Along with their fries, Brick & Flour is also known for their House Special items — a crowd favorite from what we could overhear people ordering, and based on many reviews on Yelp. Anything on the menu, from the tacos to the tortas, can be ordered this way, consisting of sirloin beef, onions, scallions, house salsa and chipotle aioli. Naturally, we went with the House Special Burrito ($10.50), which was amazing, but oh, so spicy. My friend could not finish his, and for the price I’m not sure it was worth taking the heat. Otherwise, it was delicious and served with rice and beans inside.

One of my favorite meals for lunch or a quick dinner on a regular basis is different variations of homemade burrito bowls, so I’m curious to see how Brick & Flour does in that department. Their burrito bowls ($7.95-$10.95) all come with the same meat or veggie options, rice, beans, lettuce, house salsa and guacamole. They look huge and mouthwatering on their Instagram feed. Pastor tacos are also necessary to try, as well as carnitas and their veggie option, which is rice, beans, guacamole, house salsa, salsa verde and cilantro. While some restaurants create a blend of veggies or soy for vegetarian diners, Brick & Flour keeps it simple, working with what they have and who can blame them? Rice and beans are filling and work well with all of their menu items. While they only have one breakfast option, it appears to stand strong on its own. The breakfast burrito ($6.50) is with tater tots instead of traditional potatoes or hash browns, eggs, cheddar cheese, house salsa, and chipotle aioli, and I’m all for it. Bacon or sausage can be added for an upcharge of $1.50. Again, unsure about the price, but I’ll let the food do the talking before being overly cautious about that.

There is also only one item listed under dessert, which we did get to try: the churro donut ($3) made to order. The sugary, fluffy dessert is served with caramel drizzled over the top and is served in twos, making it ideal to enjoy without all the guilt.

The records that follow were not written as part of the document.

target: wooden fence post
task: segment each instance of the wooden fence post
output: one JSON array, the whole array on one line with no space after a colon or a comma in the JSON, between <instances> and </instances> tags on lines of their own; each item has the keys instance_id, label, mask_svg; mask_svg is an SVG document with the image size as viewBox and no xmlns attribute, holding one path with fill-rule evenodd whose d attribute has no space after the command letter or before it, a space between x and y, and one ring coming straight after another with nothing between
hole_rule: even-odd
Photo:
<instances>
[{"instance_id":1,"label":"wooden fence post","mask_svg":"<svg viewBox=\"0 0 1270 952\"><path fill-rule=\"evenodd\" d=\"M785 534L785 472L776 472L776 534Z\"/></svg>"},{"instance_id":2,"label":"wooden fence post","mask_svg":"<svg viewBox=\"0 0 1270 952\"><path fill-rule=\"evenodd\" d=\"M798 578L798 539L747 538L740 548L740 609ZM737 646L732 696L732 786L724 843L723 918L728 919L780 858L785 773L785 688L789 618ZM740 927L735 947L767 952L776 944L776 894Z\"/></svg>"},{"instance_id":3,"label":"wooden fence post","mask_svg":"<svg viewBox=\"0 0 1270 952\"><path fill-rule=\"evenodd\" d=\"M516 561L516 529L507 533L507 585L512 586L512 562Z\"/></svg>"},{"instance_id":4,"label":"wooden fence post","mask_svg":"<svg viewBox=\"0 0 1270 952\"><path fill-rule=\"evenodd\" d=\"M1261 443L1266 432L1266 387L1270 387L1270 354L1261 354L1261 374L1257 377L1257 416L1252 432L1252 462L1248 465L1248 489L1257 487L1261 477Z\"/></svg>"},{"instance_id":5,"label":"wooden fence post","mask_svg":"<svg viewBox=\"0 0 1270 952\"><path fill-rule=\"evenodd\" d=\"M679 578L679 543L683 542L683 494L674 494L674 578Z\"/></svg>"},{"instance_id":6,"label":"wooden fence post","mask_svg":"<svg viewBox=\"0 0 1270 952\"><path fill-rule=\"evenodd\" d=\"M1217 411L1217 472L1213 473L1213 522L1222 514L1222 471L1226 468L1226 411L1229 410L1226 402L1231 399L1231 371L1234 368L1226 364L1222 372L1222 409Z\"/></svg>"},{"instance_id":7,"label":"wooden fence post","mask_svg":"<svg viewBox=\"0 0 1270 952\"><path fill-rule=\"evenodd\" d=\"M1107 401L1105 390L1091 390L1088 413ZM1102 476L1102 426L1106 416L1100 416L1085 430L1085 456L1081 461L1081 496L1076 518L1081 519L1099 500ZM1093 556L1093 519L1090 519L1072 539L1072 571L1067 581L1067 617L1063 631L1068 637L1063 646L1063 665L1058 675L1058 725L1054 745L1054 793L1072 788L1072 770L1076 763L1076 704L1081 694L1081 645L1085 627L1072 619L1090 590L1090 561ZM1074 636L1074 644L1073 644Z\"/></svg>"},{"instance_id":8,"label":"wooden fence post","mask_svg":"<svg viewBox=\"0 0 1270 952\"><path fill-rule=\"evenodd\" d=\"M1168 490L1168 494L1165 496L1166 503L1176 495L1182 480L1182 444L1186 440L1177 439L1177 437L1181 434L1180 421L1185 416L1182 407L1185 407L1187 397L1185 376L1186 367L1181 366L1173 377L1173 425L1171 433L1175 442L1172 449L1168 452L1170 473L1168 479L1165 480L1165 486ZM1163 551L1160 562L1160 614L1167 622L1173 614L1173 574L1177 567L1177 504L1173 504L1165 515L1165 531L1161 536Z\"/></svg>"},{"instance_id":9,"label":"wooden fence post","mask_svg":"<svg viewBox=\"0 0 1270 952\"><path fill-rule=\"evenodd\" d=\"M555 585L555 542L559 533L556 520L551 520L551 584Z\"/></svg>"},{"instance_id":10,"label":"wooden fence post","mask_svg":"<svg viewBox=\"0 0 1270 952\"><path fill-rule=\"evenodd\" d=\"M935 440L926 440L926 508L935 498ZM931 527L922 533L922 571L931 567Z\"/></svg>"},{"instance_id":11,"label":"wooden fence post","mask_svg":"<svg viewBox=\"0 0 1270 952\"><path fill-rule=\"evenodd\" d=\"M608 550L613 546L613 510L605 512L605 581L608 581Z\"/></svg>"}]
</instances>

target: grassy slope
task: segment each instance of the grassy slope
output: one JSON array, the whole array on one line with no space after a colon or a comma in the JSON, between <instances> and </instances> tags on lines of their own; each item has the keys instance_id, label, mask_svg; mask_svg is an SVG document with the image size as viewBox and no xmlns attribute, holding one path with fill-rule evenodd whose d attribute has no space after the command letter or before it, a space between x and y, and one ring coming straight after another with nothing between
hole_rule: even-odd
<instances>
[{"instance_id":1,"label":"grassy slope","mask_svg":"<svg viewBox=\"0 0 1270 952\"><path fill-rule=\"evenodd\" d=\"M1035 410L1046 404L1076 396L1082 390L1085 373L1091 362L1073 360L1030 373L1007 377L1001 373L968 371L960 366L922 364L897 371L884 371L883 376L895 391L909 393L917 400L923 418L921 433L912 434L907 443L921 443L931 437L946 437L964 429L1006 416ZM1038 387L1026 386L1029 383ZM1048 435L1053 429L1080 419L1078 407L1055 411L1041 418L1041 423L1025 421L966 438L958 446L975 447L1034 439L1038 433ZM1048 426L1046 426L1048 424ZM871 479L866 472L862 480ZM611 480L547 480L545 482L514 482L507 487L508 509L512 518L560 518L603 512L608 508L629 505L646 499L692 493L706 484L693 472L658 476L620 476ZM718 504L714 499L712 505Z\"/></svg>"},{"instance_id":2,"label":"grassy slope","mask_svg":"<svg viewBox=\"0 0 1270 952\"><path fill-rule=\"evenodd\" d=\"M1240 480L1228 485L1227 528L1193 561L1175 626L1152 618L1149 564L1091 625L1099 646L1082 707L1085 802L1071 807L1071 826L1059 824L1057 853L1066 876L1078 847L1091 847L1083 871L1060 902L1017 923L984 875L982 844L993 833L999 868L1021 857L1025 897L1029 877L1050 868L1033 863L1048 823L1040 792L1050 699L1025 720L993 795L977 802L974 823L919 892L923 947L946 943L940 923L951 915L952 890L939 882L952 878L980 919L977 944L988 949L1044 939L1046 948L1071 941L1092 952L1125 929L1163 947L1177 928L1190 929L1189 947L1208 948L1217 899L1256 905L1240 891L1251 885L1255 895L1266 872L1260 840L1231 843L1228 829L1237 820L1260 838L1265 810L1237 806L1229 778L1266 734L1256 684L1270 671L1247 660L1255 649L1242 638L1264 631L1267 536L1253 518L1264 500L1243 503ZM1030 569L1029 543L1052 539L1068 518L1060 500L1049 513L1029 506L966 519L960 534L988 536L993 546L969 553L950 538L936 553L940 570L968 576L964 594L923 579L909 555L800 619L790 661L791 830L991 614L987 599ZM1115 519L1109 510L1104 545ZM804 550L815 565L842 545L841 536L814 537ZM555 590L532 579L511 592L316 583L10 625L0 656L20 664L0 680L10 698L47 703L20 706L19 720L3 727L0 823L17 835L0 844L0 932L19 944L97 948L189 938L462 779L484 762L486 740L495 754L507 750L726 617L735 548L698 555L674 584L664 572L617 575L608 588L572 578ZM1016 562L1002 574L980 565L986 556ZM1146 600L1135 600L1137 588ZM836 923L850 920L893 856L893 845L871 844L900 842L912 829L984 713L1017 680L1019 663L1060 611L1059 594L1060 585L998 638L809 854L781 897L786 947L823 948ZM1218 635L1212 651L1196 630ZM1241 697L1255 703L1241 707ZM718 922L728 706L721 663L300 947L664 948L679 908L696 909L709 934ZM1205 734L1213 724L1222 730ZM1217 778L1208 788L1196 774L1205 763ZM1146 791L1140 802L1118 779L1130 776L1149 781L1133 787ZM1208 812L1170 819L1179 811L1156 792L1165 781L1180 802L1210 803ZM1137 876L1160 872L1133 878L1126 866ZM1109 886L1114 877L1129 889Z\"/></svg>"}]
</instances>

It’s tasted like my favorite childhood dessert had grown up, and it was my personal favorite item of the night.

Is Brick & Flour “authentic Mexican” through and through? No, but it doesn’t try to be. They know what they do well and offer customers unique combinations of ingredients and flavors that they already know and love. In a world where we crave fusion cuisine and Instagrammable dishes, Brick & Flour stands out among other restaurants trying to do the same thing. The best part is, you can get that experience and take it home with you. — Evelyn Garcia

A version of this story first appeared in December 2018. All prices have been updated.